24 oktober 2022, 08:47

Erdzan Hodzic, David Ohlsson, Seyed Hosseini

In research on additive manufacturing (AM), machine learning (ML), a subset of artificial intelligence (AI), has started to gain popularity. In contrast to conventional subtractive manufacturing methods, AM, or 3D printing, is a novel, viable manufacturing strategy for the contemporary industrial paradigm that has attracted significant interest globally.

The construction of complicated designs via AM is made possible by the fact that elements are "constructed" from the ground up enabling the engineer to specify the design problem in terms of the intended functionality. While there is a high rate of acceptance in academia and industry as a result of the research field's growth, there is a driving demand for new algorithms in the design process for advanced mechanics and innovative production techniques in order to enable the full potential of the AM. One of the key drawbacks has been the intricacy of the solution topologies, with many critics claiming that, while theoretically optimal, the solutions are frequently difficult or impossible to produce resulting often in compromised functionality of the product. We propose AI-based tool commonly referred to as Autoencoder (AE) composed of two separate neural networks for overcoming these shortcomings, first an encoder for compressing the complex design to a lower dimension, and the second one, a decoder for reconstruction of the compressed design. The goal is to construct an AI-based model, or the mathematical representation of the design and the complex physical system that can then be used for instant predictions of new designs given a set of new conditions.

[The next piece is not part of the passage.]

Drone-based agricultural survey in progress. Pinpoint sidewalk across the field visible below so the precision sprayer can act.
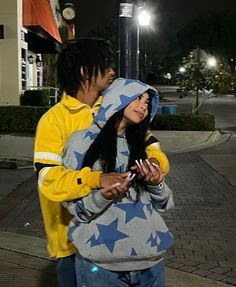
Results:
[0,131,236,287]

A typical design space of a given geometry (Kaveto) is shown in Fig.1 on the LHS whereas the optimized geometry, for the given set of boundary conditions (BC:s), is shown on the RHS.

Figure 1The Kaveto geometry: LHS the original design space and the optimized geometry on the RHS.

The conventional topology optimization as shown in Fig.1 is a powerful free-form tool based on Finite Element Method (FEM) which is commonly utilized in engineering for evaluation of a technical design. While the resulting geometry fulfils the BC:s, here a set of mechanical loads, the manufacturability of the part is excluded and additional reverse engineering is needed for a final part to be manufacturable. Ideally, AM-operating conditions should be included in order to prevent subsequent part failures. These operating conditions are essential across different manufacturing method but especially important for metal powder 3D printing where the heating and cooling during the printing process could cause severe damages due to development of internal stresses. These may also include laser power, scan speed, layer- and hatch extensions, which all can have fundamental importance on the final part. The design may also require additional, sacrificial support for anchoring the part adding additional time and economical cost to the AM-process.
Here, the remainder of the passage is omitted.